Assingment 2: Project proposal
In this assignment, the teams should submit a brief description, ideally 1.5
pages long, of their project proposal. The topic of your project is shown in
the table in the Seminar Groups section. Note that the (selected) topic of your
project was assigned based on your paper preferences, i.e., the top three papers
of your (or your group) choice.You can use the suggested template in latex or word
format [1,2]. The proposal should include the followings:
- The title of your project and list of team members
- A paragraph that presents the objectives and motivation of the project
- A paragraph that introduces your multimodal machine learning pipeline
- A paragraph that introduces your proposed machine learning model (e.g., CNNs, MLPs, DQNs, AutoEncoders)

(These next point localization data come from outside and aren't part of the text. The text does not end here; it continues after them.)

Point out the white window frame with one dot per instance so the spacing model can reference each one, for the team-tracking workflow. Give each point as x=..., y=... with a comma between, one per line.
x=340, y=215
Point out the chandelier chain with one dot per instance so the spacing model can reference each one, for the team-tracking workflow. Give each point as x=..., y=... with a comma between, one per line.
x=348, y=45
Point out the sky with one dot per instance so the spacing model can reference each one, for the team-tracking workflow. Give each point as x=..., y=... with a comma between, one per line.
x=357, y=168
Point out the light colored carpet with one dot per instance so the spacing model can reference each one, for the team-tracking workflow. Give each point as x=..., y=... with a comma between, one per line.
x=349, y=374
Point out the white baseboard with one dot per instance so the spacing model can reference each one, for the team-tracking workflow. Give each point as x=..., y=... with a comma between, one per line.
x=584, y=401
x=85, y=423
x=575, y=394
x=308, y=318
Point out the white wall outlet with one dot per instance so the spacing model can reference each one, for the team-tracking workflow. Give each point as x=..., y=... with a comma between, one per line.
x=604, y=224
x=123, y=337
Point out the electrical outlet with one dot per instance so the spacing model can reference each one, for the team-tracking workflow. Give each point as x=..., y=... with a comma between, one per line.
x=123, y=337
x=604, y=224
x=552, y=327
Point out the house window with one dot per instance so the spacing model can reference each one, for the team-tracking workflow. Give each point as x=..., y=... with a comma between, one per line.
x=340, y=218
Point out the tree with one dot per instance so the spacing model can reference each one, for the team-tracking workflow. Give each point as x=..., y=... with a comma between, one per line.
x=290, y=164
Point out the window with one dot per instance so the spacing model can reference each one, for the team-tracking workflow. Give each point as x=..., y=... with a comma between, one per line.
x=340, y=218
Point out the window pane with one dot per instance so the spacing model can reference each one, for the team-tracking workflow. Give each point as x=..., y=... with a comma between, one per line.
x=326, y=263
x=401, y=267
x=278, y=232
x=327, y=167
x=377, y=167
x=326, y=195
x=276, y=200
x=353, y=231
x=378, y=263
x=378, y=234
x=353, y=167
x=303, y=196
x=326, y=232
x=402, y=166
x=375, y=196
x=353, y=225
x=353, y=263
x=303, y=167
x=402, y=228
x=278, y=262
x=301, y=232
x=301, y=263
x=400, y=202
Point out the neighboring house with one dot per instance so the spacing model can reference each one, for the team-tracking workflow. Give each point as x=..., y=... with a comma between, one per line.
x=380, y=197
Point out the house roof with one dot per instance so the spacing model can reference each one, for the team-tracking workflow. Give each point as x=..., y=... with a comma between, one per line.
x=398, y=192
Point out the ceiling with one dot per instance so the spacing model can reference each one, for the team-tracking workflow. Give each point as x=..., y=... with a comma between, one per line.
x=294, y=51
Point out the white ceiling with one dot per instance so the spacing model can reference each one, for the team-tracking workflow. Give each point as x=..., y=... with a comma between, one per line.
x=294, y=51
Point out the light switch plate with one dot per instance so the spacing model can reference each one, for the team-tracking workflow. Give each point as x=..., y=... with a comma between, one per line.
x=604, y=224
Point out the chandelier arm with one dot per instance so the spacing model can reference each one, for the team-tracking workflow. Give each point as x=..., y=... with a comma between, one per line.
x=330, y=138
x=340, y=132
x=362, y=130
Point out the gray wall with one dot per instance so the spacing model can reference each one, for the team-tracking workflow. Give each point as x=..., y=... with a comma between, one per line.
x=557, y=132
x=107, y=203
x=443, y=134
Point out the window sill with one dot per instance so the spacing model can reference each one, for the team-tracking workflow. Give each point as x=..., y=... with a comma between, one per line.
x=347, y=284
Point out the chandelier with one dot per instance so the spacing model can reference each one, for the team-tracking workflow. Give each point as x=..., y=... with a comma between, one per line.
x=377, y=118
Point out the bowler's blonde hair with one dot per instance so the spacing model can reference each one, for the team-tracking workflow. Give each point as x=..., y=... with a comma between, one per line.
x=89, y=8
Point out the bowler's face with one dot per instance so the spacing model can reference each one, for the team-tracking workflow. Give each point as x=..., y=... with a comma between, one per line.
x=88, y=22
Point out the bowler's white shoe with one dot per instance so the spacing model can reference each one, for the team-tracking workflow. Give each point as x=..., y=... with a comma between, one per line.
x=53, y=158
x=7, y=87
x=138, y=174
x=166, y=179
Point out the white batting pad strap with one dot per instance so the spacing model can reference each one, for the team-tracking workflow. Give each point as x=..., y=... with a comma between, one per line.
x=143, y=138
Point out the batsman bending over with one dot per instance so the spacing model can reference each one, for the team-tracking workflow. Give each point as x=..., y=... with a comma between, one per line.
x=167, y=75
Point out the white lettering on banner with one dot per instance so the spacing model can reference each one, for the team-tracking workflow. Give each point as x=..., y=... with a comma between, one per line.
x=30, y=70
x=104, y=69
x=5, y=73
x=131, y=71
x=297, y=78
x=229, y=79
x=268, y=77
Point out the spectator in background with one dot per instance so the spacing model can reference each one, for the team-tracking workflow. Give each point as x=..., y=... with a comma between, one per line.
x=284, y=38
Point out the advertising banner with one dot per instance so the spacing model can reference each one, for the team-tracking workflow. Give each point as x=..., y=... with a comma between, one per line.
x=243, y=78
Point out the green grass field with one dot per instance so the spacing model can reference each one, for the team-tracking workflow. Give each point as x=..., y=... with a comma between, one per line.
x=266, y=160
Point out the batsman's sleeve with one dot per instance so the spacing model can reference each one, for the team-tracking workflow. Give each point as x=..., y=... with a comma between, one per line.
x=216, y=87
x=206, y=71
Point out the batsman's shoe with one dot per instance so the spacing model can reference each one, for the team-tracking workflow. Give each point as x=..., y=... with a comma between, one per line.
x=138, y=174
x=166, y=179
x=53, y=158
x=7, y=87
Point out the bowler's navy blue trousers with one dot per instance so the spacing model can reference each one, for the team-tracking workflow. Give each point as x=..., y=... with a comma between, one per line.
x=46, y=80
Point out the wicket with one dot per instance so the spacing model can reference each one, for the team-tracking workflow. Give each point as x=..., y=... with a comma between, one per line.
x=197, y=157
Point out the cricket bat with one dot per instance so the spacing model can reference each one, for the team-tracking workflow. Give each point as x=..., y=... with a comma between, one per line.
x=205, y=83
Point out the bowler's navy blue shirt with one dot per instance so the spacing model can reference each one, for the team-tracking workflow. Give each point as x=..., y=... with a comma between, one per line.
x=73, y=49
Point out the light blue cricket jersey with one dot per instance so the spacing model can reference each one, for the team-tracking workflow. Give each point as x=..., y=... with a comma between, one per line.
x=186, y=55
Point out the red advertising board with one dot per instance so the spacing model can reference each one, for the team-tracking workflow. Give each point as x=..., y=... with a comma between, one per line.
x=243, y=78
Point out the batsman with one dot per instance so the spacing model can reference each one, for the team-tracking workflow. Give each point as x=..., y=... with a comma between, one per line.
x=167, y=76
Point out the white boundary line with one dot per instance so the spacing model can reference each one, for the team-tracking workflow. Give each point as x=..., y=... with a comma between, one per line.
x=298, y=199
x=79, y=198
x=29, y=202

- A paragraph on expected outcomes of the project
- References
While writing your proposal, please consider the restrictions listed below:
- Bear in mind that this seminar course is about multimodal machine learning. Therefore,
you should process or introduce at least two modalities to perform machine learning methods.
- In your project, you might target to reproduce the same result by the papers that you read.
The article might have a Github repository, or you may not have the same resources (e.g., GPUs)
that the authors have. So, instead of proposing a replication study, you might think of re-purposing
the model in the paper in a different task that uses different modality.
- In rare cases, we will allow to literature review as a project topic, especially if you do not have any group.
[1] docx and odt templates
[2] latex template
Due date: 15-05-2020, 18:00, Berlin local time. Please send your project proposal
to murat.kirtay@informatik.hu-berlin.de
Assingment 1: Project team formation
In this assignment, students should form a team with a size of 2-3 members and choose their top three
publications from the section: Papers for project topics and write a summary of the selected papers.
The suggested length of a summary is 2-3 paragraphs.
- If you already have a group, the papers should be summarized by the group, i.e, one group with
three papers. Then one of the group members should send summaries in any format (e.g., plain text, pdf)
with group member's names and surnames to murat.kirtay@informatik.hu-berlin.de.
- If you do not have a group (or could not form a group) till the deadline, you should summarize three
papers by yourself, i.e, one student with three papers. Then you should send your summaries in any format
(e.g., plain text, pdf) to murat.kirtay@informatik.hu-berlin.de.
Due date: 01-05-2020, 18:00 Berlin local time.